Aspartame principle

Aspartyl

basic knowledge

Aspartame (trademarks include Equal, NutraSweet and NatraTaste) is a mixture of aspartic acid and phenylalanine. This substance is produced by G.D. Searle &; Jim Schlaadt, a chemist of Co. Pharmaceutical Company (now affiliated to Pfizer), found it in 1965. Schlaadt licked his fingers and picked up a piece of paper while testing a new anti-ulcer drug, and aspartame was born.

The sweetness of aspartame is 180 to 200 times that of sugar, so a very small amount of aspartame is enough to sweeten food or drink. Aspartame will be decomposed into three components after digestion: aspartic acid, phenylalanine and methanol (lignin).

Patients with phenylketonuria (PKU) are a rare hereditary disease, so aspartame should be avoided because they lack phenylalanine lyase. If the food or drink taken or quoted by such people contains a lot of phenylalanine, phenylalanine will accumulate in the body, which may eventually lead to nerve damage and brain damage. Usually the hospital will check the PKU of the newborn.

use

Aspartame is not usually used to bake or heat food because it decomposes when heated. According to the official website of Aspartame, there are more than 6,000 products containing this substance, including carbonated soft drinks, soft drink powder, chewing gum, candied fruit, edible gum, assorted snacks, puddings, fillings, frozen sweets, yogurt, table flavoring agents and certain drugs (such as vitamins and sugar-free cough syrup). 198 1 year, the FDA approved aspartame as a food additive.

debate

Among various artificial sweeteners, the safety of aspartame seems to be the most controversial. Since artificial sweeteners were approved, 75% of the complaints received by ADR monitoring system were related to aspartame. Among the people who have encountered such problems, only 1% reported them to the relevant departments [reference].

Although there is no officially recognized research showing that there is something wrong with aspartame, many consumer groups and individuals have quite different views on it. People blame aspartame for some health problems, such as headache, epilepsy, chronic fatigue syndrome, memory loss and dizziness. At the same time, it is believed that this substance is also related to the increased incidence of multiple sclerosis, Alzheimer's disease and cancer.

Critics of aspartame believe that although two amino acids of aspartame are natural components in human diet, when people ingest these two amino acids in daily food, they will coexist with many other amino acids in the body, thus offsetting the side effects of these two amino acids. However, when these two amino acids exist alone like aspartame, people will worry that they will enter the central nervous system at an abnormally high concentration.

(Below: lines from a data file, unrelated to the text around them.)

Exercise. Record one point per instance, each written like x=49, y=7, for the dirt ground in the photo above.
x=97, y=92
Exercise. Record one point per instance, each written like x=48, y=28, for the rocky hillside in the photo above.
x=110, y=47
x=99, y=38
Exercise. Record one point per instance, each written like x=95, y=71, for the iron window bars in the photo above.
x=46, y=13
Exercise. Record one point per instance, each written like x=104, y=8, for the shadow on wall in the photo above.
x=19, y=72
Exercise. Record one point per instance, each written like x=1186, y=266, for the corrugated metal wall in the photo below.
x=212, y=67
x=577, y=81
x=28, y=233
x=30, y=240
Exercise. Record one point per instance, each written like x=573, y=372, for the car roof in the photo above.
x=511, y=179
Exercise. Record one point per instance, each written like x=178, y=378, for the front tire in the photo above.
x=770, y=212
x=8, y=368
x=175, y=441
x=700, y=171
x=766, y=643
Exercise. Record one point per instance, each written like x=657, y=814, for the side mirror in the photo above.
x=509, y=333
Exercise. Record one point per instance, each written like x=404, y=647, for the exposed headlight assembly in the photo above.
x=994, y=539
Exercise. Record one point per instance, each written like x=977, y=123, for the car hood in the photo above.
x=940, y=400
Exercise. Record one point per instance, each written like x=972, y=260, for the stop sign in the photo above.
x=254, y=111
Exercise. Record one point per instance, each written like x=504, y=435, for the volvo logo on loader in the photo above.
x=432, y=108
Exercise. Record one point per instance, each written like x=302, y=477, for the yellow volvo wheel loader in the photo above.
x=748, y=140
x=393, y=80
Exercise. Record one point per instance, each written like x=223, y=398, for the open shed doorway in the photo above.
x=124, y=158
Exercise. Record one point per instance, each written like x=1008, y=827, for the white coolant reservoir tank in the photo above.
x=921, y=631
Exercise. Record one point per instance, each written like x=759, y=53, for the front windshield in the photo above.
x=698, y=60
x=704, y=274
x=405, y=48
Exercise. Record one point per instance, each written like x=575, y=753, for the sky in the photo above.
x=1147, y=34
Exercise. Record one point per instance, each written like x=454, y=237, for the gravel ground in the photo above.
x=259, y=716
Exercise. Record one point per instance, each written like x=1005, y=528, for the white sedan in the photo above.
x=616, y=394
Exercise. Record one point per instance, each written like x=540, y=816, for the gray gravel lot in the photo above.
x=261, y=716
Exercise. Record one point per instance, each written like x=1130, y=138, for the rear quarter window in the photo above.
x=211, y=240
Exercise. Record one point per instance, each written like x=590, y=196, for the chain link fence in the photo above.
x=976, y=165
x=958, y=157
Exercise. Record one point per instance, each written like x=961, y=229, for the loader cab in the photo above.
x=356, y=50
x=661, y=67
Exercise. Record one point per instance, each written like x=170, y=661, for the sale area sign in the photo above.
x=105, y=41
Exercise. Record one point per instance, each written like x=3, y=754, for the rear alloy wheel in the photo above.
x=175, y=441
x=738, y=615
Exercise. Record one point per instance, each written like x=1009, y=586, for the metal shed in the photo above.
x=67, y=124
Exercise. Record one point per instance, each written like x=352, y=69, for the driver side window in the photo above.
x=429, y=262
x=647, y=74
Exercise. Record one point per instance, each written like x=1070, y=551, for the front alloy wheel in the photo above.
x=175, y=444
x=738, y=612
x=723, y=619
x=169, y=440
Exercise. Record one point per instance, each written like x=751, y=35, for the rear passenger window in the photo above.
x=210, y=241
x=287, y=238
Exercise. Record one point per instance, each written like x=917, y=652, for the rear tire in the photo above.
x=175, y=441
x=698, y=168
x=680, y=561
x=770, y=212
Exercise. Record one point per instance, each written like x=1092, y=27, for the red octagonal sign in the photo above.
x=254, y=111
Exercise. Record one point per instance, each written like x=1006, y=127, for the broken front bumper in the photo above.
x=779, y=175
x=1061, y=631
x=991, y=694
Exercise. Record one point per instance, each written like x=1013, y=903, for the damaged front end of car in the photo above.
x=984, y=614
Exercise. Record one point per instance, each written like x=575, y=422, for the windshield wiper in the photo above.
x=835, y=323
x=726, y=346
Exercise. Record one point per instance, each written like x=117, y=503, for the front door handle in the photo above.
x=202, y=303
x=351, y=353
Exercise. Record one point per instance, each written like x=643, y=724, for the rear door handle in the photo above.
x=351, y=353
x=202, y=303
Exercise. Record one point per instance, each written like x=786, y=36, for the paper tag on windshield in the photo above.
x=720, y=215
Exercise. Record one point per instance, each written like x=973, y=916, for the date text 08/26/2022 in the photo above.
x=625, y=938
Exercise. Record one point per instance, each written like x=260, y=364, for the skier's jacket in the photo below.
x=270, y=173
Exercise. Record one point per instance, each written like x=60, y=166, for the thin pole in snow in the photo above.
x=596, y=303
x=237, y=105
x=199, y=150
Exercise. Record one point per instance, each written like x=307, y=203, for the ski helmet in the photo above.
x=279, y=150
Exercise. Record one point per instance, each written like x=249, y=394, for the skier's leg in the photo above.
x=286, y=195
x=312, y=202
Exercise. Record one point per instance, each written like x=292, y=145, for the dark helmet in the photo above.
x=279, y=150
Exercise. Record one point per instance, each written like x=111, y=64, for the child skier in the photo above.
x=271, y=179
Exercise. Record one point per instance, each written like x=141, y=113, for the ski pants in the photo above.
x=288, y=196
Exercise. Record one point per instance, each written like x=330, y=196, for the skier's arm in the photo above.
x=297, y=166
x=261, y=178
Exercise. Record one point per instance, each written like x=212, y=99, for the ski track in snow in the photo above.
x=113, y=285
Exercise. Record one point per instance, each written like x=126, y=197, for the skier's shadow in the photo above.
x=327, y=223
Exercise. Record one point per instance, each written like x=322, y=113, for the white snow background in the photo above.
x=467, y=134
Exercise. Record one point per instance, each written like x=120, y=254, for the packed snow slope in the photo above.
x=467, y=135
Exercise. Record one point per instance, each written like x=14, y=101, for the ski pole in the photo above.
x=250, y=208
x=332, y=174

Similar problems exist in methanol (lignin) decomposed after aspartame is digested by human body. For methanol in fruit juice and alcoholic beverages, these methanol are usually accompanied by a large amount of ethanol, which can eliminate the toxicity of methanol. 10% aspartame is absorbed by blood in the form of methanol. The United States Environmental Protection Agency recommends that the daily intake of methanol should not exceed the limit of 7.8 mg. However, the content of methanol in 1 liter beverage containing aspartame is about 56 mg, which is 8 times the recommended limit.

In 2005, the European Journal of Oncology published an article about aspartame, which showed that aspartame could cause lymphoma and leukemia in female mice. It was also found that adult rats ingested aspartame, which could increase the incidence of lymphoma and leukemia at the lowest level, which was equivalent to drinking 8 cans of soft drinks containing aspartame every day (2 cans for young rats). The prevalence of brain tumors in animals that ingested aspartame was 12/ 1500, while the prevalence of brain tumors in animals that did not ingest aspartame was zero.

On the other hand, studies on many groups show that aspartame is a safe sweetener and will not cause health problems.